Defending Trump’s Wiretap Tweets Is More Ridiculous Now, Not Less
Back in March, approximately 800 years ago, Donald Trump tweeted that President Obama had tapped his phones at Trump Tower, “just before the victory.” That set everyone arguing for months, with the White House pointing out Trump’s use of quotation marks in one of the tweets, and the Department of Justice eventually admitting they had no idea what he was talking about.
Then, yesterday, news broke that one-time Trump Campaign Manager/Guy Trump Knows Who Was With the Campaign for a “Very Short Period of Time” Paul Manafort had actually had his phones tapped by the FBI, and Trump defenders—including Clearly Impartial Truth-Teller Julian Assange—celebrated that something their leader said actually resembled reality. That is, if you squinted really hard and did your best not to think of all the ways it was complete nonsense.
For instance, the way that Manafort’s wiretaps began in 2014, as a result of his work as a foreign agent for a political party in Ukraine, which he’s literally registered as fact. Manafort was then wiretapped again at some point in late 2016, after information picked up in his previously monitored conversations caused concern about his involvement Russia and the election. I should note, here, that FISA warrants for this kind of surveillance are only granted if those making the surveillance request can demonstrate to the court that they have a firm reason to believe it’s necessary. So, the fact that the election-related one was granted is not really great news for Trump/Manafort fans.
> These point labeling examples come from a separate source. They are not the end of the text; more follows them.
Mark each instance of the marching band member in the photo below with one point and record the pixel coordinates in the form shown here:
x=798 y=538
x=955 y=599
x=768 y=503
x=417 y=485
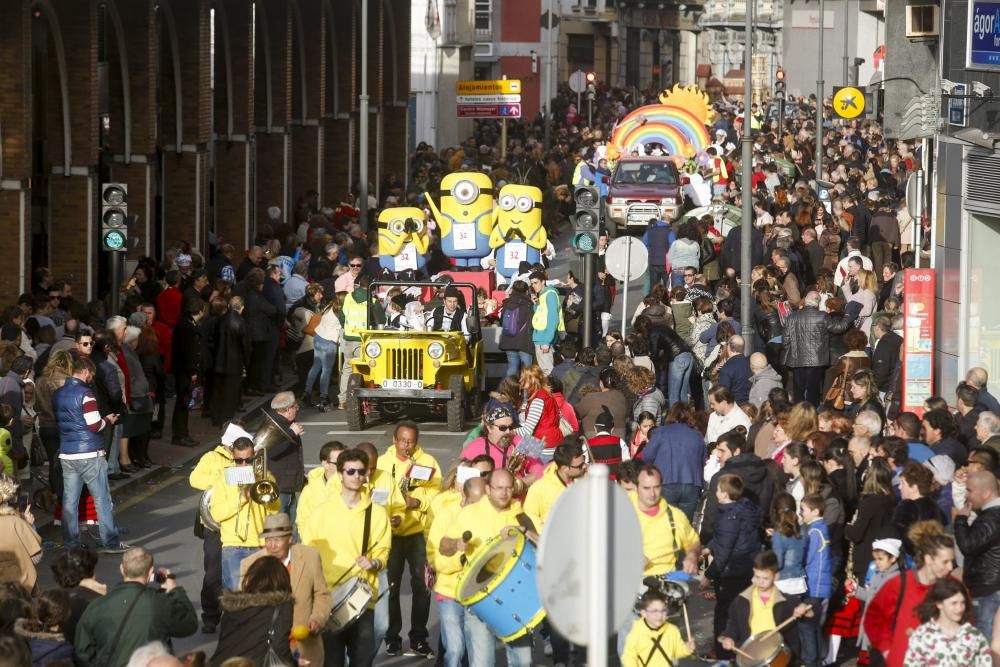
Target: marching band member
x=444 y=509
x=407 y=484
x=667 y=535
x=240 y=518
x=498 y=514
x=321 y=483
x=353 y=537
x=206 y=473
x=312 y=597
Then, there’s the obviousness that this is not what Trump was talking about—for reasons beyond the simple fact that he hasn’t been endlessly tweeting about how right he was—even if his supporters feel vindicated that the vague idea of surveillance against the campaign was fulfilled. The line of defense from the White House was consistently that Trump didn’t actually mean a literal wiretap, because of those pesky quotation marks (which, again, he only used one of the times he mentioned the make-believe phone tap). His surrogates were out on TV insisting that microwaves are spy devices. PolitiFact has a rundown of the evolving defense. If he had really been talking about a wiretap of Manafort, there’s no universe in which he would’ve permitted any of the backpedaling that took place.
But the truly amazing thing about those who feel vindicated by this news is that, whether this is the wiretap Trump was talking about or not, the attack he launched on President Obama was the part everyone took real issue with. This Manafort news does nothing to mitigate that, no matter how it’s interpreted. Trump still bluntly accused Obama of Watergate-esque political espionage and called him a “bad (or sick) guy!”
In fact, if the premise is that the Manafort phone tap was the meaning of Trump’s tweets, then that’s just confirmation that the part attacking President Obama, who apparently has no real relation to the surveillance of Manafort, is unfounded nonsense. If Trump supporters want to remove any possibility that he was actually right about Obama doing something wrong—and, with it, the possibility that he didn’t knowingly launch a completely unwarranted smear against his predecessor—that’s … certainly a unique strategy. I’m sure it’s one of those extra dimensions of chess I keep hearing about that we’re just not familiar with yet.